Bruce Gregory’s Latest List of Essential Reading
Dec 20, 2012
The newest edition of Bruce Gregory's List of Essential Reading includes books, articles, websites, and blogs that cover a wide range of topics such as diplomacy and public diplomacy in the 21st century, international educational exchanges, soft and smart power, and place branding.
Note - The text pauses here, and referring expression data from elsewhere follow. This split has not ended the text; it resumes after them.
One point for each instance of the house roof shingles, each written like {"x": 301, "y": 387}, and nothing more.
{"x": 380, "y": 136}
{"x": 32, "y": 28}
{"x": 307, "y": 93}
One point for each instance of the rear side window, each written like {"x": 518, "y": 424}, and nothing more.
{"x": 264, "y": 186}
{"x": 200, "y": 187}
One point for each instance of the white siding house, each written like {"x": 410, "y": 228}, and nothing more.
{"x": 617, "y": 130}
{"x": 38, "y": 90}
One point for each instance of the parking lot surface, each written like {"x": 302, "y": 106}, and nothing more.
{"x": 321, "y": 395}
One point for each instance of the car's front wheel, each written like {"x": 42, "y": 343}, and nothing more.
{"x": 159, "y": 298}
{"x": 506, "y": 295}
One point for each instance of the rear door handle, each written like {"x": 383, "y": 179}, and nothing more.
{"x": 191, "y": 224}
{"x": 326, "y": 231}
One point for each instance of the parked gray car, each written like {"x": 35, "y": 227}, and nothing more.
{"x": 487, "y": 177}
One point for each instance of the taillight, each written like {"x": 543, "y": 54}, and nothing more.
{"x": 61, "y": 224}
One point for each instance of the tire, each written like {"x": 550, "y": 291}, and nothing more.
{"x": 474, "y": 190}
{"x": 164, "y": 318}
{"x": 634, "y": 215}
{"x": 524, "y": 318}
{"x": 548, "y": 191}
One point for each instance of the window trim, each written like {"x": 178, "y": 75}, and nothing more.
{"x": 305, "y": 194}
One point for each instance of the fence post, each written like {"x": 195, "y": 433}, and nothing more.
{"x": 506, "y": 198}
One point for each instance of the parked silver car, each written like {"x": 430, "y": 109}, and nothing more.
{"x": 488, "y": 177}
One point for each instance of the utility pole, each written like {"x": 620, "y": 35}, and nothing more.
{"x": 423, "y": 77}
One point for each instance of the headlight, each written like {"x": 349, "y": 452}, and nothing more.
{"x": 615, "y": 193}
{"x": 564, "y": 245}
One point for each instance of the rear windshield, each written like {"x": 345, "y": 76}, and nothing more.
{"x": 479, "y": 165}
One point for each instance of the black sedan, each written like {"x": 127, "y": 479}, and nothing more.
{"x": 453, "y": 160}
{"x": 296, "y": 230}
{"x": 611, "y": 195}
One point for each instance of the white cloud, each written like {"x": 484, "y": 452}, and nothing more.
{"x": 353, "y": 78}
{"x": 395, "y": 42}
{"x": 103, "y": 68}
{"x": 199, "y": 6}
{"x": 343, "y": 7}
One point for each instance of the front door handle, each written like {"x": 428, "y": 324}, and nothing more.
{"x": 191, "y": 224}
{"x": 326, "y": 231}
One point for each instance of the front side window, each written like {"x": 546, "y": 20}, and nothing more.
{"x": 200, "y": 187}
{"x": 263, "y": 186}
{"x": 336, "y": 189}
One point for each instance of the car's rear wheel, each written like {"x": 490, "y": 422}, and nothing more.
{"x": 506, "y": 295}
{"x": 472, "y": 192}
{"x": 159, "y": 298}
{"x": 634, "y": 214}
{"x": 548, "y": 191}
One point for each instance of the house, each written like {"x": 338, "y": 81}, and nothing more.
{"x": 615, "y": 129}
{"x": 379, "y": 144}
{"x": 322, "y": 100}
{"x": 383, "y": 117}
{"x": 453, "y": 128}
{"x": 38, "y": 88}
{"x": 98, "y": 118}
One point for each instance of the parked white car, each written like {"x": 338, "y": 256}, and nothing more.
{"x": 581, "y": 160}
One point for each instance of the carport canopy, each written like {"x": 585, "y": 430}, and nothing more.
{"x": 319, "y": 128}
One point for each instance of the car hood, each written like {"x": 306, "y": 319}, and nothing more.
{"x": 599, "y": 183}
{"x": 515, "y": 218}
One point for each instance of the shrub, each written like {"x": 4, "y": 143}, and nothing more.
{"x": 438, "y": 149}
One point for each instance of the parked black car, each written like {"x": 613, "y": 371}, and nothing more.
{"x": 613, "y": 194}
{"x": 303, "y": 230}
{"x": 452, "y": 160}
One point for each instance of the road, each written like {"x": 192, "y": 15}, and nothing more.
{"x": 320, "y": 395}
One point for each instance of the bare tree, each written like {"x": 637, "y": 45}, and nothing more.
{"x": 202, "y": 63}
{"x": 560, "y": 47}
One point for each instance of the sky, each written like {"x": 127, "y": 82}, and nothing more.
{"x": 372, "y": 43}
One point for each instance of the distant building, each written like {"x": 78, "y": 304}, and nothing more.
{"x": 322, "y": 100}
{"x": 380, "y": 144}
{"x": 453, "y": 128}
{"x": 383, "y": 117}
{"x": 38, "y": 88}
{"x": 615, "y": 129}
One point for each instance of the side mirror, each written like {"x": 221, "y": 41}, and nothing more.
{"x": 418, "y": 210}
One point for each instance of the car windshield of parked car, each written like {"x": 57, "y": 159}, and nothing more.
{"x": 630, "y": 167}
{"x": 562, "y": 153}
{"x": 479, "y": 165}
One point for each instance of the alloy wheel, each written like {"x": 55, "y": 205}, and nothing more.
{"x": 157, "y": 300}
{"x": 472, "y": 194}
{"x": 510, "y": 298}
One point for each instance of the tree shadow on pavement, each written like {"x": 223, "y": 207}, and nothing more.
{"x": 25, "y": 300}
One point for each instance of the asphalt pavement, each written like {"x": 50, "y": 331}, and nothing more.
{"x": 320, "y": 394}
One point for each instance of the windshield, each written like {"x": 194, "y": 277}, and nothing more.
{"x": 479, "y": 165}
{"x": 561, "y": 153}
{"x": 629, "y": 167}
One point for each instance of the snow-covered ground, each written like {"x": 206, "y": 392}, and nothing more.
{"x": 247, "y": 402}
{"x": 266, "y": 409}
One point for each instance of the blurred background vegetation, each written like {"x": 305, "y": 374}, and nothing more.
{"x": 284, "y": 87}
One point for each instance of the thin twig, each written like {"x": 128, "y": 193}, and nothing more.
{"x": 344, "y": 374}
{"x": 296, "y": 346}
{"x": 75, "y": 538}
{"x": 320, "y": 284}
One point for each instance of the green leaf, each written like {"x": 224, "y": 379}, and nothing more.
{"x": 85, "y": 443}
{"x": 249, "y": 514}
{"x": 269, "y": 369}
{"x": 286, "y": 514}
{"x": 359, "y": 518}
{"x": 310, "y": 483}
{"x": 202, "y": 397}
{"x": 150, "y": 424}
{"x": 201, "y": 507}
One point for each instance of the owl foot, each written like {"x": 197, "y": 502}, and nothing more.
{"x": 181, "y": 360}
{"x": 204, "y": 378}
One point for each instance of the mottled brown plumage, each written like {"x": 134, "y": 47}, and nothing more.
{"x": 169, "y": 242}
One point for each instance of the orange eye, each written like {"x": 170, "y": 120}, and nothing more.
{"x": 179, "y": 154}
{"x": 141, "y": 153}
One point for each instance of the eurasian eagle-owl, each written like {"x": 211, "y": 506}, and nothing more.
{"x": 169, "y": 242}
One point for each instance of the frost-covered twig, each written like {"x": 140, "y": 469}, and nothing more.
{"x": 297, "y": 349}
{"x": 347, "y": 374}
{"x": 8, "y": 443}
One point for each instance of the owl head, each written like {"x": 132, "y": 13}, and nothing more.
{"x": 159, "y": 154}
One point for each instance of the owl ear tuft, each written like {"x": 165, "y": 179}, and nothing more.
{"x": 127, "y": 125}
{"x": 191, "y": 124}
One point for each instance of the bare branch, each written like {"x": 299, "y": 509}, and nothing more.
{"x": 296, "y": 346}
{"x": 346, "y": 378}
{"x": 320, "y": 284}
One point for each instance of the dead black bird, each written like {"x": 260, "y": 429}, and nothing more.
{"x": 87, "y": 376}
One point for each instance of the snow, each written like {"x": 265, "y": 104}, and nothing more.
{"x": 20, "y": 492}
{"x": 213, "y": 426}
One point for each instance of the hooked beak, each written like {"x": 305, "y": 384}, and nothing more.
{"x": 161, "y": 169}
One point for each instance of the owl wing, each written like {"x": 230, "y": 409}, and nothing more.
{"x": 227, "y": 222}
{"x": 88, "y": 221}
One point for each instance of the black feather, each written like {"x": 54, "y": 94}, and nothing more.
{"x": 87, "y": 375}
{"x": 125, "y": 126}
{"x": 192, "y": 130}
Futures for Diplomacy: Integrative Diplomacy for the 21st Century, The Clingendael, Netherlands Institute of International Relations, Report No. 1, written by Brian Hocking, Jan Melissen, Shaun Riordan, and Paul Sharp takes a fresh and comprehensive look at "the puzzles surrounding, and challenges confronting, contemporary diplomacy." Their goal is to go beyond familiar arguments regarding the state of diplomacy -- e.g., multiple stakeholders, managing networks, and the centrality of public diplomacy -- "to consider what kind of overall image of diplomacy in the early 21st century they present and their implications for its future development." The paper offers a framework of "integrative diplomacy" in which foreign ministries act in national diplomatic systems and diplomats "increasingly function as facilitators and social entrepreneurs."
Of note is the newest issue of Global Asia, A Journal of the East Asia Foundation, Volume 7, Number 3, Fall 2012: “Soft Power, Smart Power and Public Diplomacy in Asia,” Articles in this edition of Global Asia examine ways in which Asian countries and Asia as a region are “deeply engaged in the projection of soft power” -- and how they are adopting and adapting soft power and public diplomacy concepts and terms.
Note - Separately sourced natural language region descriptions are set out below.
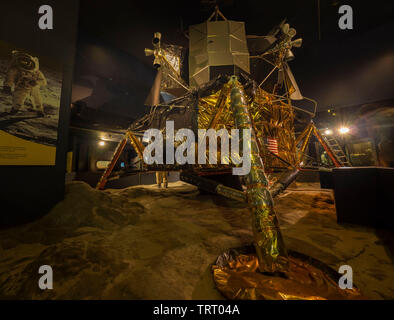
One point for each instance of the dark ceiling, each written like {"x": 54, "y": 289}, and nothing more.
{"x": 341, "y": 68}
{"x": 129, "y": 25}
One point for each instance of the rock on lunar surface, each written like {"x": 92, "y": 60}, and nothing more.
{"x": 149, "y": 243}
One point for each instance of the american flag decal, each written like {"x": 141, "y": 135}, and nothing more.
{"x": 271, "y": 144}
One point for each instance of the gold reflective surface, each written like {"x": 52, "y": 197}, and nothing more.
{"x": 241, "y": 280}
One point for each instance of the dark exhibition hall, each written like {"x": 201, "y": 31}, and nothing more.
{"x": 180, "y": 151}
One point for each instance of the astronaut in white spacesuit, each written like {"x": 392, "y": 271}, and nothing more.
{"x": 24, "y": 76}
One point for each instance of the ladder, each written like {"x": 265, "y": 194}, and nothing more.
{"x": 337, "y": 150}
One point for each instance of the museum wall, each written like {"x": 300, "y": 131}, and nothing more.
{"x": 29, "y": 191}
{"x": 348, "y": 71}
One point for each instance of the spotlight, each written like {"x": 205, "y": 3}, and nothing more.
{"x": 344, "y": 130}
{"x": 149, "y": 52}
{"x": 156, "y": 38}
{"x": 156, "y": 63}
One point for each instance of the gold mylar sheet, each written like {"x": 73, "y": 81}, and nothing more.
{"x": 241, "y": 280}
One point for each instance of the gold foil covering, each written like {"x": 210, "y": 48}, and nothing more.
{"x": 268, "y": 240}
{"x": 241, "y": 280}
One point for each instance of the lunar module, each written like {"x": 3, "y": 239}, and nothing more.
{"x": 230, "y": 80}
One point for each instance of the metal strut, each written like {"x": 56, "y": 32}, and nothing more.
{"x": 268, "y": 241}
{"x": 137, "y": 145}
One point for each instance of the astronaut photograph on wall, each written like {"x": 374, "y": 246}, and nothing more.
{"x": 30, "y": 91}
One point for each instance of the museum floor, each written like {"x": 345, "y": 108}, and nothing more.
{"x": 146, "y": 243}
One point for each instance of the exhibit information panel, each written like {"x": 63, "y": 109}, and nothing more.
{"x": 29, "y": 107}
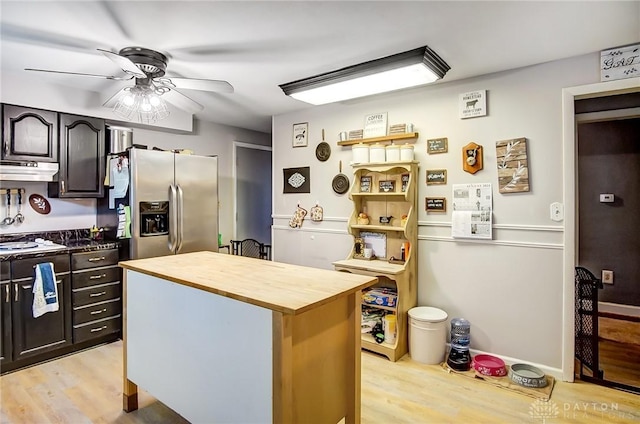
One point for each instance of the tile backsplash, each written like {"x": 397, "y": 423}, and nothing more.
{"x": 66, "y": 214}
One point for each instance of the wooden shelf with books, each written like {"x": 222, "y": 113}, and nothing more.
{"x": 384, "y": 219}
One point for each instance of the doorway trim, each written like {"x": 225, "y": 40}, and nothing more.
{"x": 569, "y": 154}
{"x": 234, "y": 176}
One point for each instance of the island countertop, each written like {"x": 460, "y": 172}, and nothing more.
{"x": 290, "y": 289}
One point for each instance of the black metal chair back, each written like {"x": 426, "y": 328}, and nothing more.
{"x": 251, "y": 248}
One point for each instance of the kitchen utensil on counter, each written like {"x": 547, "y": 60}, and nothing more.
{"x": 323, "y": 150}
{"x": 8, "y": 220}
{"x": 19, "y": 218}
{"x": 340, "y": 182}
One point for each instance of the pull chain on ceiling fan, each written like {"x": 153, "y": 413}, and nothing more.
{"x": 143, "y": 101}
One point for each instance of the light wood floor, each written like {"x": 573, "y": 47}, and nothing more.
{"x": 86, "y": 388}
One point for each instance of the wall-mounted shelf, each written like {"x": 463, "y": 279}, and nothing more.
{"x": 386, "y": 138}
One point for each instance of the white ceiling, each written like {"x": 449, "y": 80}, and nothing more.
{"x": 258, "y": 45}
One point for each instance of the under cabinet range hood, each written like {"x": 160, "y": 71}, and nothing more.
{"x": 27, "y": 171}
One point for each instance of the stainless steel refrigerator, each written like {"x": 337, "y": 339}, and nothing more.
{"x": 173, "y": 202}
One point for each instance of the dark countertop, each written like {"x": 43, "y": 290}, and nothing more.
{"x": 73, "y": 240}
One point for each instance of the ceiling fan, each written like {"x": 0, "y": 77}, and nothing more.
{"x": 143, "y": 100}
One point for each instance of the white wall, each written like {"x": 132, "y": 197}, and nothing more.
{"x": 510, "y": 288}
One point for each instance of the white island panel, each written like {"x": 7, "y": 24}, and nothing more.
{"x": 206, "y": 356}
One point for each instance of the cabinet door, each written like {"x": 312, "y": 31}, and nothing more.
{"x": 29, "y": 134}
{"x": 51, "y": 331}
{"x": 82, "y": 158}
{"x": 5, "y": 323}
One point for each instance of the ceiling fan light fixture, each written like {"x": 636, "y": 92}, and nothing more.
{"x": 403, "y": 70}
{"x": 141, "y": 104}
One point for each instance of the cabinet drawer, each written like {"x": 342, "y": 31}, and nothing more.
{"x": 92, "y": 277}
{"x": 23, "y": 268}
{"x": 96, "y": 311}
{"x": 93, "y": 294}
{"x": 93, "y": 259}
{"x": 95, "y": 329}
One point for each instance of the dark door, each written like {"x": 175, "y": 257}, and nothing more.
{"x": 5, "y": 316}
{"x": 29, "y": 134}
{"x": 82, "y": 158}
{"x": 51, "y": 331}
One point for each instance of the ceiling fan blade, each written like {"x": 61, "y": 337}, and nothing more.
{"x": 181, "y": 101}
{"x": 111, "y": 77}
{"x": 111, "y": 101}
{"x": 216, "y": 86}
{"x": 127, "y": 65}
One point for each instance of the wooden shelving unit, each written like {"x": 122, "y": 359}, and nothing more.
{"x": 401, "y": 276}
{"x": 384, "y": 139}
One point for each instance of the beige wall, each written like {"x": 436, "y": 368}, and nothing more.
{"x": 511, "y": 287}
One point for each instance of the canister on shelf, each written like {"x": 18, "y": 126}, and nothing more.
{"x": 377, "y": 153}
{"x": 393, "y": 153}
{"x": 406, "y": 152}
{"x": 360, "y": 153}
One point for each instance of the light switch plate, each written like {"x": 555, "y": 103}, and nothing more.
{"x": 557, "y": 211}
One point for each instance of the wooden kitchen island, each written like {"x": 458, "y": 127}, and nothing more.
{"x": 223, "y": 338}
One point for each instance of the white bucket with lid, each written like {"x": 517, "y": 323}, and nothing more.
{"x": 393, "y": 153}
{"x": 427, "y": 334}
{"x": 377, "y": 153}
{"x": 406, "y": 152}
{"x": 360, "y": 153}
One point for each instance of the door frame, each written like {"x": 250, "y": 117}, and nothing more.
{"x": 569, "y": 154}
{"x": 234, "y": 176}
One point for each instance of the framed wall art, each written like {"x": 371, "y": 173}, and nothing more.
{"x": 436, "y": 176}
{"x": 300, "y": 134}
{"x": 436, "y": 204}
{"x": 437, "y": 145}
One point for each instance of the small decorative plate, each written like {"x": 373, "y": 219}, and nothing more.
{"x": 323, "y": 151}
{"x": 39, "y": 204}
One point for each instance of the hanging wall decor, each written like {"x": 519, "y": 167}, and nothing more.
{"x": 297, "y": 180}
{"x": 513, "y": 167}
{"x": 472, "y": 160}
{"x": 300, "y": 134}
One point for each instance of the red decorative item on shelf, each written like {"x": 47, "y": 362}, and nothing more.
{"x": 489, "y": 365}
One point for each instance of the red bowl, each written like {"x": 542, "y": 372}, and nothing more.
{"x": 489, "y": 365}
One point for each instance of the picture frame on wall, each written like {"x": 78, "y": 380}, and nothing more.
{"x": 300, "y": 134}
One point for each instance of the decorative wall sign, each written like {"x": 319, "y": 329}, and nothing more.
{"x": 39, "y": 204}
{"x": 436, "y": 176}
{"x": 404, "y": 178}
{"x": 473, "y": 104}
{"x": 513, "y": 167}
{"x": 365, "y": 184}
{"x": 437, "y": 145}
{"x": 297, "y": 180}
{"x": 472, "y": 158}
{"x": 436, "y": 204}
{"x": 375, "y": 125}
{"x": 300, "y": 134}
{"x": 387, "y": 186}
{"x": 620, "y": 63}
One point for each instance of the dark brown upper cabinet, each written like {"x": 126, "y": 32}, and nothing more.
{"x": 82, "y": 158}
{"x": 29, "y": 134}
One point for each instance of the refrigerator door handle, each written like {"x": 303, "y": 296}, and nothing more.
{"x": 173, "y": 219}
{"x": 180, "y": 218}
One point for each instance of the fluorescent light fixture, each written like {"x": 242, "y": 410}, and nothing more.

Also of interest is the U.S. Department of Education's report Succeeding Globally Through International Education and Engagement. In its "first-ever fully articulated international strategy," the Department advances two strategic goals: strengthen U.S. education and advance US international priorities. The strategy assumes traditional reading, writing, mathematics and science skills are no longer sufficient. Rather, "an effective domestic education agenda must address global needs and trends and aim to develop a globally competent citizenry." The strategy discusses integrated and coordinated activities and programs intended to achieve three objectives: (1) increase global competencies, (2) learn from others, and (3) engage in education diplomacy.
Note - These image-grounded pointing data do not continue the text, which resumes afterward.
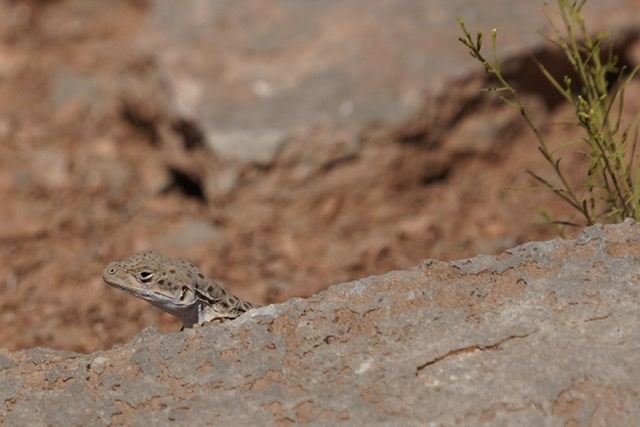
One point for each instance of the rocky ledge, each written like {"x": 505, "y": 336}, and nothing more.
{"x": 543, "y": 334}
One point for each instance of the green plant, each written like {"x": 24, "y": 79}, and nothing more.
{"x": 610, "y": 190}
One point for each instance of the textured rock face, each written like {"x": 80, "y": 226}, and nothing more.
{"x": 543, "y": 334}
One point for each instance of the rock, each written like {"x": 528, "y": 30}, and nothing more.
{"x": 544, "y": 334}
{"x": 248, "y": 75}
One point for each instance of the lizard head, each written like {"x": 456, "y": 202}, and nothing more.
{"x": 154, "y": 278}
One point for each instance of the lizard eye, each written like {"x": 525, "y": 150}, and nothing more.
{"x": 145, "y": 276}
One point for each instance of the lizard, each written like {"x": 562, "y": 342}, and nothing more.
{"x": 175, "y": 286}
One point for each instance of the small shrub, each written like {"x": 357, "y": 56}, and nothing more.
{"x": 610, "y": 190}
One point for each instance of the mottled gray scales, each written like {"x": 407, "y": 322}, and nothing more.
{"x": 177, "y": 287}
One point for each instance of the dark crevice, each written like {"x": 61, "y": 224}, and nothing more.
{"x": 186, "y": 184}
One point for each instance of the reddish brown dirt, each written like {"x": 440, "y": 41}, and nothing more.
{"x": 79, "y": 190}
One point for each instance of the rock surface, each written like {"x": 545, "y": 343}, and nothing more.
{"x": 543, "y": 334}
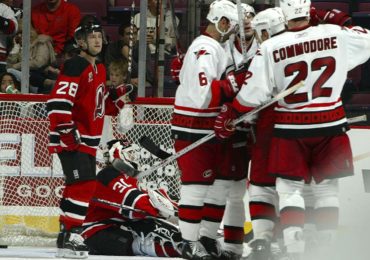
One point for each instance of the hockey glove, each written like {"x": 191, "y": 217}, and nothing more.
{"x": 161, "y": 201}
{"x": 123, "y": 94}
{"x": 176, "y": 65}
{"x": 223, "y": 124}
{"x": 333, "y": 16}
{"x": 70, "y": 138}
{"x": 233, "y": 82}
{"x": 6, "y": 25}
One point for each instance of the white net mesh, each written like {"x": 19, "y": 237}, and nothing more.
{"x": 31, "y": 180}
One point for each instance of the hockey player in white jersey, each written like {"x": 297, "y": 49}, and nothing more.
{"x": 197, "y": 103}
{"x": 262, "y": 193}
{"x": 227, "y": 192}
{"x": 310, "y": 141}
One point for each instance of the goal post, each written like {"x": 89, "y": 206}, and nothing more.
{"x": 31, "y": 180}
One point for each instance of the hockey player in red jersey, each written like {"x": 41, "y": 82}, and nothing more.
{"x": 76, "y": 109}
{"x": 310, "y": 125}
{"x": 125, "y": 220}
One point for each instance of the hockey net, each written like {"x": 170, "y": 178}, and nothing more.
{"x": 31, "y": 180}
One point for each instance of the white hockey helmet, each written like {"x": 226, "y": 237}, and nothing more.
{"x": 223, "y": 8}
{"x": 272, "y": 20}
{"x": 248, "y": 9}
{"x": 295, "y": 8}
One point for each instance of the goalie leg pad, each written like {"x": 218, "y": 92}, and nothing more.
{"x": 163, "y": 203}
{"x": 110, "y": 241}
{"x": 78, "y": 166}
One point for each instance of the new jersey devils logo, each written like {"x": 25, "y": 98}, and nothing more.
{"x": 99, "y": 102}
As well, Gregory highlights an homage to the late Dave Brubeck as well as a call for more music diplomacy by Stephen Walt on Foreign Policy titled "Music hath charms . . . but we don't use it (updated)." Walt laments the death of jazz legend Dave Brubeck, reflects on his impact as an American cultural ambassador, and observes the U.S. is not using "A-list musicians" in today's cultural diplomacy.